= Redundancy problem =

International finance problem

In international finance, the redundancy problem, also known as the n − 1 problem, is a problem of inequality of the number of policy instruments and the number of targets at the international level, suggested by Robert Mundell in Robert Mundell (1969).

This problem does not occur at the one-country level.

Suppose the number of countries in the world is n. Because this world is closed, one country's balance of payments surplus must be equal to another's deficit, and vice versa. Thus the sum of all countries' net payments positions must be zero. Therefore, if n − 1 countries out of n countries have determined their balances of payments, that of the nth country is determined automatically. This fact implies that, if all of the n countries have payments objectives, only n − 1 countries can achieve the payments objectives. In other words, all of the payments objectives can not be achieved simultaneously.

== Determination ==
Similarly, if there are n currencies in the world, only n − 1 exchange rates can be "independent" because the exchange rate is a price of one money relative to another. Other rates which are not independent are calculated as cross rates.

There are only n − 1 countries to be determined, which implies the n th country is required to refrain from intervening its exchange rate. Benign neglect is one example for this fact.

Note that this problem exists only in bilateral exchanges. With trilateral (and higher order) currency exchanges, each country can be given an equal amount of first mover opportunities. For instance with four countries performing trilateral currency exchanges (for instance countries A, B, C, and D) there are four unique groups of three countries (ABC, ABD, ACD, BCD). In an ABC trilateral exchange, country A can be given first mover priority, in an ABD exchange, country B can be first mover, in an ACD exchange, country C can be first mover, and in a BCD exchange, country D can be first mover.

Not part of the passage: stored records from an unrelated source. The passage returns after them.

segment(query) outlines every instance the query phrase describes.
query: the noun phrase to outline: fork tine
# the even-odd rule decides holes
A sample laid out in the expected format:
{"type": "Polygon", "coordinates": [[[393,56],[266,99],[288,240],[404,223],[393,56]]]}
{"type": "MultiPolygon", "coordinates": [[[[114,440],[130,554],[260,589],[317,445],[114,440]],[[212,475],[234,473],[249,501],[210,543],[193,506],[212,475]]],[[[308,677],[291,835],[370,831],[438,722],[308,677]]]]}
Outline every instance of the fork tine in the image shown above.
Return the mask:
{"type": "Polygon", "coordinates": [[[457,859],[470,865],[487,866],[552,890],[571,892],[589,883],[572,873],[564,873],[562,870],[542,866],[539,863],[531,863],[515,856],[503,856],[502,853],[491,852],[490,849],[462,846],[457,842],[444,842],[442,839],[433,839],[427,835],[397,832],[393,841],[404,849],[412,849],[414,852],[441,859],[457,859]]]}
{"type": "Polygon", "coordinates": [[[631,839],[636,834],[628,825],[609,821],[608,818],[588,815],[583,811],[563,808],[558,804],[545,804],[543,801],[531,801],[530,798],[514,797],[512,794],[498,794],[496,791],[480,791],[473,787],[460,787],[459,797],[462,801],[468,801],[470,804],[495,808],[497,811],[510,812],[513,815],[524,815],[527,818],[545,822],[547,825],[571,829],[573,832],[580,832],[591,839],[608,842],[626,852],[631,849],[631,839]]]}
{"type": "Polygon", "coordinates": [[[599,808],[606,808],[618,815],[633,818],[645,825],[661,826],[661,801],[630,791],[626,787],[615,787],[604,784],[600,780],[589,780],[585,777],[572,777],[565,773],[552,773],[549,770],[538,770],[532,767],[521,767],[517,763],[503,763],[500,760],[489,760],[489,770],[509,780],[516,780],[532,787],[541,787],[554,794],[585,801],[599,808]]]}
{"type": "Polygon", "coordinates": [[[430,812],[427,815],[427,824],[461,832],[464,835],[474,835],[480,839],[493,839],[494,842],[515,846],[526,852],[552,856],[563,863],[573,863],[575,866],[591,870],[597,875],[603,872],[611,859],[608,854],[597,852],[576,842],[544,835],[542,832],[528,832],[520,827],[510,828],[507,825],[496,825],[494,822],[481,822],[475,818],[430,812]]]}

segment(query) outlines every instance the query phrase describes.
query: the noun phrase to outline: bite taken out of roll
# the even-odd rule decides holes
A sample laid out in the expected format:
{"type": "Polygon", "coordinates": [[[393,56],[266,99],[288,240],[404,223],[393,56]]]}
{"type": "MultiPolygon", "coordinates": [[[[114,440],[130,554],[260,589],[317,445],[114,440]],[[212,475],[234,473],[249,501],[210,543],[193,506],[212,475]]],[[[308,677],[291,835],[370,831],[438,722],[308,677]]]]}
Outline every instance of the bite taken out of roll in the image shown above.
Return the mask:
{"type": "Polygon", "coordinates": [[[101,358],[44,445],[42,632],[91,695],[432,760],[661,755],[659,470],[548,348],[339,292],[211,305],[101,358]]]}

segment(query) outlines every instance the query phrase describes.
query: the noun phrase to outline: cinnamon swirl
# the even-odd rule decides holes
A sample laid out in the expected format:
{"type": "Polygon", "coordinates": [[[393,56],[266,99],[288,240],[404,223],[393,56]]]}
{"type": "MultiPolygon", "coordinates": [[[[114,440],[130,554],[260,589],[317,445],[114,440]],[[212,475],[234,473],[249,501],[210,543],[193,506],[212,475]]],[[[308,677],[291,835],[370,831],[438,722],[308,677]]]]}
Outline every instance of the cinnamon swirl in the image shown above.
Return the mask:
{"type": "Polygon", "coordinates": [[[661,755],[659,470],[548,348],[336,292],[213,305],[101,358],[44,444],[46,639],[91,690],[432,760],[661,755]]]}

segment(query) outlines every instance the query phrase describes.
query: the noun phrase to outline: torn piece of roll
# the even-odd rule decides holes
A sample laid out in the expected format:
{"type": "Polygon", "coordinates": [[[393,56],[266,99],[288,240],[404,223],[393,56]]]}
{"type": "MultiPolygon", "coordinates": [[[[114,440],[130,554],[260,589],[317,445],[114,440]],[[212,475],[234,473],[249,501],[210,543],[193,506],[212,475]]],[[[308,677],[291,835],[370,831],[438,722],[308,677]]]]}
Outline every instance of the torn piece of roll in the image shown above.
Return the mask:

This works with any number of countries using trilateral currency exchanges.

For n countries there are (n x (n - 1) x (n - 2)) / 6 unique groups of three individual countries.
For instance for 11 countries there are (11 x (11 - 1) x (11 - 2)) / 6 = 165 unique groups of three individual countries.
And so in that group of 11 countries, each country could be first mover for 165 / 11 = 15 trading triangles.

Note that equal opportunity to be first mover only occurs when the number of countries is not a whole multiple of 3.
For 6 countries there are (6 x (6 - 1) x (6 - 2)) / 6 = 20 unique groups of three individual countries.
20 is not evenly divisible across the six countries.

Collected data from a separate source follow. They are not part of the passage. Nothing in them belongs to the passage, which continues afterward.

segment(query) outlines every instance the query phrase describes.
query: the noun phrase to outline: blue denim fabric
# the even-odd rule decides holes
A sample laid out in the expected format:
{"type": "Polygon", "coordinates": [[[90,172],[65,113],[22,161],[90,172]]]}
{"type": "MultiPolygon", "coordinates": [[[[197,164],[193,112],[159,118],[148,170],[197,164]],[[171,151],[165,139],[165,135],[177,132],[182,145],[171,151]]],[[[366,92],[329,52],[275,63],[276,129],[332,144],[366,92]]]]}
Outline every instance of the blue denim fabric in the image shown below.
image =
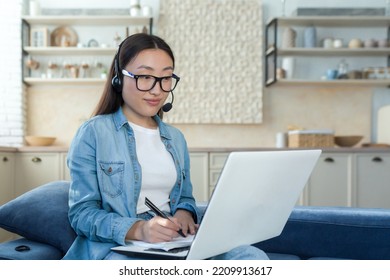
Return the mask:
{"type": "MultiPolygon", "coordinates": [[[[170,194],[172,214],[186,209],[199,222],[184,136],[159,117],[154,118],[177,172],[170,194]]],[[[72,178],[69,221],[78,236],[64,259],[104,259],[111,247],[125,244],[126,233],[140,220],[136,207],[141,166],[134,132],[122,109],[85,122],[72,141],[67,163],[72,178]]]]}

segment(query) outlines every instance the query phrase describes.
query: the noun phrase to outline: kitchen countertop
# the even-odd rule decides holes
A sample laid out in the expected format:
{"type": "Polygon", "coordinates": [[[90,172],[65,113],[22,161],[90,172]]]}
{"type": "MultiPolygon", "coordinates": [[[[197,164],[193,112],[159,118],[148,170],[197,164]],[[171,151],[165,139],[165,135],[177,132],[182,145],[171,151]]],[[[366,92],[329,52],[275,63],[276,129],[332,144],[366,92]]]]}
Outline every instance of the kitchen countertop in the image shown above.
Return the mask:
{"type": "MultiPolygon", "coordinates": [[[[66,146],[23,146],[23,147],[0,147],[0,152],[30,152],[30,153],[50,153],[50,152],[59,152],[66,153],[68,152],[69,147],[66,146]]],[[[229,153],[232,151],[283,151],[283,150],[307,150],[308,148],[274,148],[274,147],[235,147],[235,148],[213,148],[213,147],[199,147],[199,148],[189,148],[190,152],[219,152],[219,153],[229,153]]],[[[313,148],[316,149],[316,148],[313,148]]],[[[321,149],[321,148],[320,148],[321,149]]],[[[390,153],[390,148],[385,147],[356,147],[356,148],[322,148],[323,152],[326,153],[390,153]]]]}
{"type": "Polygon", "coordinates": [[[48,153],[48,152],[68,152],[69,147],[65,146],[23,146],[23,147],[1,147],[0,152],[37,152],[37,153],[48,153]]]}
{"type": "Polygon", "coordinates": [[[273,148],[273,147],[264,147],[264,148],[189,148],[190,152],[221,152],[229,153],[232,151],[291,151],[291,150],[309,150],[309,149],[321,149],[326,153],[364,153],[364,152],[378,152],[378,153],[390,153],[390,148],[273,148]]]}

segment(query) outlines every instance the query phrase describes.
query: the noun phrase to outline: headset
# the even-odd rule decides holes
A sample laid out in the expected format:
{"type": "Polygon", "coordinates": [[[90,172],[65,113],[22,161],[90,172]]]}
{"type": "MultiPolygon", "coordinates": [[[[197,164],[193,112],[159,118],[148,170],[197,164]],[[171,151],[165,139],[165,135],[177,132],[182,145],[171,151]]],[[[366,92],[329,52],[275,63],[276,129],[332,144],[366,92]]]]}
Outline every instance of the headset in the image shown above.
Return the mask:
{"type": "MultiPolygon", "coordinates": [[[[126,38],[127,39],[127,38],[126,38]]],[[[119,53],[121,51],[122,44],[125,42],[124,40],[122,43],[119,44],[118,50],[116,51],[115,58],[114,58],[114,71],[115,75],[111,80],[111,85],[114,88],[115,92],[121,93],[122,92],[122,80],[119,77],[119,53]]]]}
{"type": "MultiPolygon", "coordinates": [[[[129,37],[127,37],[127,38],[129,38],[129,37]]],[[[122,93],[122,80],[119,76],[119,73],[120,73],[120,71],[119,71],[119,68],[120,68],[119,54],[121,51],[122,44],[127,40],[127,38],[122,43],[119,44],[118,50],[117,50],[117,52],[115,54],[115,58],[114,58],[114,71],[115,71],[115,73],[114,73],[114,77],[111,80],[111,85],[116,93],[122,93]]],[[[164,104],[164,106],[162,106],[162,108],[161,108],[165,113],[169,112],[172,109],[173,100],[175,99],[173,96],[173,91],[171,91],[170,93],[172,95],[171,102],[164,104]]]]}

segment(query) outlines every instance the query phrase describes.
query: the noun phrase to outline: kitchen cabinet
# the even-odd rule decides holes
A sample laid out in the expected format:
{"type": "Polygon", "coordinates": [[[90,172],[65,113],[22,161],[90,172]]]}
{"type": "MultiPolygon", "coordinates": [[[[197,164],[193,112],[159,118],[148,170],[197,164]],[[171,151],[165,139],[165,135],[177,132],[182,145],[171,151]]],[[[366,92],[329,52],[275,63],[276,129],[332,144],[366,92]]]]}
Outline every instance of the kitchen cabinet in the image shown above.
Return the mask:
{"type": "Polygon", "coordinates": [[[152,29],[153,18],[143,16],[23,16],[23,81],[30,86],[103,85],[106,79],[100,74],[120,42],[113,43],[115,34],[123,40],[134,32],[152,34],[152,29]]]}
{"type": "Polygon", "coordinates": [[[61,179],[65,181],[70,181],[70,171],[68,168],[68,164],[66,163],[68,153],[60,154],[60,168],[61,168],[61,179]]]}
{"type": "MultiPolygon", "coordinates": [[[[0,152],[0,205],[3,205],[14,198],[14,168],[14,154],[0,152]]],[[[0,229],[0,242],[13,238],[14,234],[0,229]]]]}
{"type": "Polygon", "coordinates": [[[0,152],[0,205],[14,198],[15,155],[0,152]]]}
{"type": "MultiPolygon", "coordinates": [[[[390,153],[332,150],[323,151],[297,205],[390,208],[390,153]]],[[[207,200],[229,152],[208,154],[208,184],[205,177],[202,180],[203,195],[208,192],[207,200]]]]}
{"type": "Polygon", "coordinates": [[[210,170],[209,170],[209,184],[208,193],[209,197],[214,191],[215,185],[218,182],[218,178],[221,175],[223,166],[225,165],[226,159],[229,153],[210,153],[210,170]]]}
{"type": "Polygon", "coordinates": [[[191,164],[191,182],[193,195],[196,201],[204,202],[209,199],[208,184],[209,184],[209,156],[208,153],[190,153],[191,164]]]}
{"type": "MultiPolygon", "coordinates": [[[[349,42],[358,38],[361,41],[372,39],[375,34],[376,39],[388,39],[388,29],[390,26],[390,18],[382,16],[299,16],[299,17],[281,17],[273,18],[266,24],[265,29],[265,86],[273,84],[294,86],[294,85],[310,85],[310,86],[369,86],[369,87],[388,87],[390,85],[390,77],[376,79],[336,79],[323,80],[321,76],[328,68],[336,68],[336,63],[327,66],[327,63],[337,59],[340,61],[343,58],[348,58],[354,67],[361,70],[367,67],[382,67],[389,66],[390,48],[384,47],[358,47],[349,48],[349,42]],[[287,28],[292,28],[297,32],[297,37],[294,40],[296,44],[282,44],[283,40],[291,37],[284,37],[284,31],[287,28]],[[314,47],[302,47],[300,42],[304,41],[304,29],[315,27],[317,30],[317,40],[314,47]],[[373,31],[375,30],[375,31],[373,31]],[[343,33],[342,33],[343,32],[343,33]],[[340,35],[342,34],[342,35],[340,35]],[[337,36],[345,36],[342,38],[343,45],[338,48],[324,48],[320,40],[324,38],[337,38],[337,36]],[[289,58],[291,64],[300,68],[302,76],[294,76],[290,78],[278,77],[277,68],[281,68],[282,60],[289,58]],[[366,60],[365,62],[363,62],[366,60]],[[373,60],[376,60],[377,65],[373,65],[373,60]],[[365,64],[362,64],[365,63],[365,64]],[[318,73],[316,77],[310,77],[310,73],[318,73]]],[[[291,41],[290,41],[291,42],[291,41]]],[[[292,68],[293,66],[290,65],[292,68]]],[[[377,73],[379,75],[379,72],[377,73]]],[[[286,75],[289,76],[289,75],[286,75]]]]}
{"type": "Polygon", "coordinates": [[[390,155],[357,154],[355,163],[355,206],[390,208],[390,155]]]}
{"type": "Polygon", "coordinates": [[[60,180],[60,153],[16,153],[15,196],[37,186],[60,180]]]}
{"type": "MultiPolygon", "coordinates": [[[[299,205],[390,208],[390,152],[332,151],[321,155],[299,205]]],[[[190,152],[197,201],[209,200],[229,153],[190,152]]],[[[69,181],[66,157],[66,151],[0,152],[0,202],[51,181],[69,181]]]]}
{"type": "Polygon", "coordinates": [[[304,191],[304,205],[351,206],[350,154],[322,154],[304,191]]]}
{"type": "MultiPolygon", "coordinates": [[[[210,153],[210,195],[229,153],[210,153]]],[[[324,153],[318,160],[297,205],[351,206],[350,154],[324,153]]]]}

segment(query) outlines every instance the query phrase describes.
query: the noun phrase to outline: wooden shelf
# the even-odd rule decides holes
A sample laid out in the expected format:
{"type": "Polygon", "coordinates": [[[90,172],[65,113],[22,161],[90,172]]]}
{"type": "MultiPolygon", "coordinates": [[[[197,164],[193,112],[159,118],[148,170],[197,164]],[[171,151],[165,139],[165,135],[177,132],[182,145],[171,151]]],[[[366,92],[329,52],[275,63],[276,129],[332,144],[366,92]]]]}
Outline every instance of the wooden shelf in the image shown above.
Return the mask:
{"type": "Polygon", "coordinates": [[[46,25],[149,25],[151,17],[110,16],[23,16],[29,24],[46,25]]]}
{"type": "Polygon", "coordinates": [[[103,85],[106,79],[101,78],[25,78],[24,82],[29,86],[37,85],[103,85]]]}
{"type": "Polygon", "coordinates": [[[283,56],[385,56],[390,55],[390,48],[285,48],[277,52],[283,56]]]}
{"type": "Polygon", "coordinates": [[[390,79],[359,79],[359,80],[303,80],[303,79],[280,79],[274,86],[358,86],[358,87],[386,87],[390,86],[390,79]]]}
{"type": "Polygon", "coordinates": [[[324,27],[386,27],[390,25],[387,16],[297,16],[278,17],[278,26],[324,26],[324,27]]]}
{"type": "Polygon", "coordinates": [[[117,48],[24,47],[31,55],[113,55],[117,48]]]}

With trilateral currency exchanges there is not a fixed bilateral exchange rate (X Dollars per Peso or its inverse Y Pesos per Dollar).
Instead there is a set of currency triplings (A Dollars -> B Pesos -> C Rubles for instance).
The actual Dollar / Peso ratio will vary based upon which tripling it is part of.

From a game theory perspective, it is in the interest of all countries to maintain stable currency pair exchange rates.
With trilateral currency exchanges, no one country has overweight influence on how those currency pair exchange rates are established.